# Workflow

## Evidence Order

1. Scope: confirm `region`, `cluster_id`, `namespace`, and one of `pod_name`, `workload_name`, or `labels`.
2. Pod snapshot: read phase/status, reason/message, node, owner references, QoS, conditions, container states, last states, restart counts, image and resource requests/limits.
3. Events: correlate Pod events by involved object; preserve reason, message, count, and last timestamp.
4. Logs: for CrashLoopBackOff, OOMKilled, and frequent restarts, inspect `previous=true` first, then current logs. ImagePullBackOff normally has no container log.
5. Metrics: for OOMKilled/Evicted/resource suspicion, fetch Pod metrics and optionally TopN Pod/node metrics for the fault window.
6. Output: classify failure type, cite evidence, rank Top3 causes, list read-only next checks, and hand off any mutation to `huawei-cloud-cce-auto-remediation-runner`.

## Failure Rules

### CrashLoopBackOff

- Signals: waiting reason `CrashLoopBackOff`, BackOff restarting events, high `restart_count`, terminated last state.
- Evidence: previous logs, exit code, last termination reason, liveness/startup probe events, ConfigMap/Secret changes.
- Common causes: application crash, missing config, bad command/args, failed dependency, probe too aggressive, resource shortage during startup.

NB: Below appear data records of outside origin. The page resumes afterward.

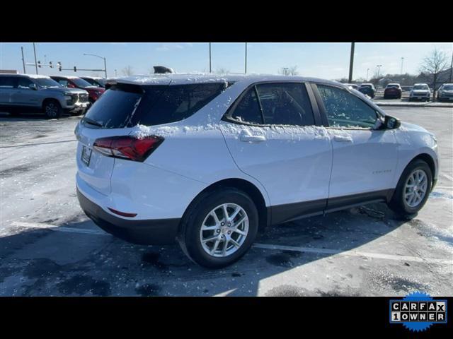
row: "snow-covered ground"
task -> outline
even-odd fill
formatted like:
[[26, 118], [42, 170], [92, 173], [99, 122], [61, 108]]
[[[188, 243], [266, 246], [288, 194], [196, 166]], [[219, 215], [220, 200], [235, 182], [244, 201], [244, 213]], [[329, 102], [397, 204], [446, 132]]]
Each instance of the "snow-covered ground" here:
[[453, 295], [453, 109], [388, 107], [436, 133], [442, 173], [419, 215], [384, 204], [268, 229], [235, 265], [97, 227], [75, 194], [79, 118], [0, 114], [0, 295]]

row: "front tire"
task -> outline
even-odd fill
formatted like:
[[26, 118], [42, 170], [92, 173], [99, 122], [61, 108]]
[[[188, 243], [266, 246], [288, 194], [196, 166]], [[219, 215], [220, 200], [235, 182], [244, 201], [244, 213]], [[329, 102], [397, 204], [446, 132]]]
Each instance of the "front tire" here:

### ImagePullBackOff / ErrImagePull

- Signals: waiting reason `ImagePullBackOff` or `ErrImagePull`, events with failed pull/back-off pulling image.
- Evidence: image string, imagePullSecrets, event message, repository/tag/auth/network hints.
- Common causes: wrong image/tag, missing secret, SWR/registry permission, repository deleted, node egress or DNS issue, registry rate limit.

### OOMKilled

- Signals: last terminated reason `OOMKilled`, exit code 137, restart after memory spike.
- Evidence: last state, memory limit/request, Pod memory metrics, node memory pressure, business traffic or batch job timing.
- Common causes: memory limit too low, memory leak, cache growth, sudden traffic, JVM/runtime memory settings inconsistent with container limit.

### Pending

- Signals: phase `Pending`, `PodScheduled=False`, FailedScheduling, FailedMount, FailedAttachVolume, FailedCreatePodSandBox.
- Evidence: scheduler event message, node allocatable resources, taints/tolerations, affinity/nodeSelector, namespace quota, PVC/PV state.
- Common causes: insufficient resources, strict affinity, missing toleration, quota, PVC pending, mount timeout, CNI/sandbox creation issue.

### Evicted

- Signals: Pod reason/message contains `Evicted`, phase `Failed`, eviction events.
- Evidence: eviction message, node pressure condition, QoS class, requests/limits, ephemeral-storage usage.
- Common causes: MemoryPressure, DiskPressure, ephemeral-storage exhaustion, node NotReady, planned node maintenance.